4 files changed, 540 insertions, 0 deletions

diff --git a/mail/messagewall/files/patch-applemail b/mail/messagewall/files/applemail.patch
index cdc7b211d776..cdc7b211d776 100644
--- a/mail/messagewall/files/patch-applemail
+++ b/mail/messagewall/files/applemail.patch
diff --git a/mail/messagewall/files/broken_parameter_value.patch b/mail/messagewall/files/broken_parameter_value.patch
new file mode 100644
index 000000000000..556edadecd9b
--- /dev/null
+++ b/mail/messagewall/files/broken_parameter_value.patch
@@ -0,0 +1,21 @@
+--- rfc822.c.orig	Fri Jul 12 19:45:03 2002
++++ rfc822.c	Sun May  2 18:04:34 2004
+@@ -156,7 +156,7 @@
+ 	} else {
+ 		j = i;
+ 		while (j < headervalue->l &&
+-			strchr(RFC822_WHITESPACE,headervalue->s[j]) == NULL)
++			strchr(RFC822_WHITESPACE_LOOSE,headervalue->s[j]) == NULL && headervalue->s[j] != ';')
+ 			j++;
+ 	}
+ 
+--- rfc822.h.orig	Mon Jun 24 20:45:00 2002
++++ rfc822.h	Sun May  2 18:04:34 2004
+@@ -21,6 +21,7 @@
+ #include <firestring.h>
+ 
+ #define RFC822_WHITESPACE " \t"
++#define RFC822_WHITESPACE_LOOSE "\t\n\r"

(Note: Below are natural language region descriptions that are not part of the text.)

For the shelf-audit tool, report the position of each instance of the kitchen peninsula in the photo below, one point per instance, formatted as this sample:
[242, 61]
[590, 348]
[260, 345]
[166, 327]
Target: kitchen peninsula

+ #define RFC822_VALUE_MAXLEN 256
+ 
+ struct rfc822_message_t {
diff --git a/mail/messagewall/files/paranoia.patch b/mail/messagewall/files/paranoia.patch
new file mode 100644
index 000000000000..85b8aa003fb8
--- /dev/null
+++ b/mail/messagewall/files/paranoia.patch
@@ -0,0 +1,433 @@
+--- dbase.c.orig	2002-10-18 17:24:16.000000000 +0200
++++ dbase.c	2003-01-26 13:33:27.000000000 +0100
+@@ -653,6 +653,8 @@
+ 		dbase_load_estr_score_ll(config,&profile->filename_reject,"filename_reject");
+ 		dbase_load_estr_score_ll(config,&profile->mime_reject,"mime_reject");
+ 
++		dbase_load_estr_score_ll(config,&profile->fakedbighost_reject,"fakedbighost_reject");
++		
+ 		dbase_load_estr_ll(config,&profile->mime_strip,"mime_strip");
+ 		dbase_load_estr_ll(config,&profile->mime_allow,"mime_allow");
+ 		dbase_load_int(config,&profile->reject,"reject");
+--- firemake.binaries.orig	2002-06-28 22:29:44.000000000 +0200
++++ firemake.binaries	2003-01-26 13:33:27.000000000 +0100
+@@ -1,3 +1,3 @@
+-messagewall: auth.o client.o dbase.o dnsbl.o dnsdcc.o md5.o messagewall.o mime.o rdns.o rfc822.o rmx.o security.o smtp.o tls.o virus.o
++messagewall: auth.o client.o dbase.o dnsbl.o dnsdcc.o md5.o messagewall.o mime.o rdns.o rfc822.o rmx.o security.o smtp.o tls.o virus.o paranoia.o
+ messagewallctl: messagewallctl.o
+ messagewallstats: messagewallstats.o
+--- man/messagewall_profiles.5.orig	2002-07-22 17:17:33.000000000 +0200
++++ man/messagewall_profiles.5	2003-01-26 13:33:27.000000000 +0100
+@@ -1,5 +1,5 @@
+ .\" (C) 2002 Ian Gulliver
+-.TH messagewall_profiles 5 2002-06-08
++.TH messagewall_profiles 5 2002-12-06
+ .SH DESCRIPTION
+ Any regular files in the directory defined as
+ .B profile_dir
+@@ -42,7 +42,7 @@
+ .I Default: 1
+ .br
+ This is the score at which MessageWall will reject the message.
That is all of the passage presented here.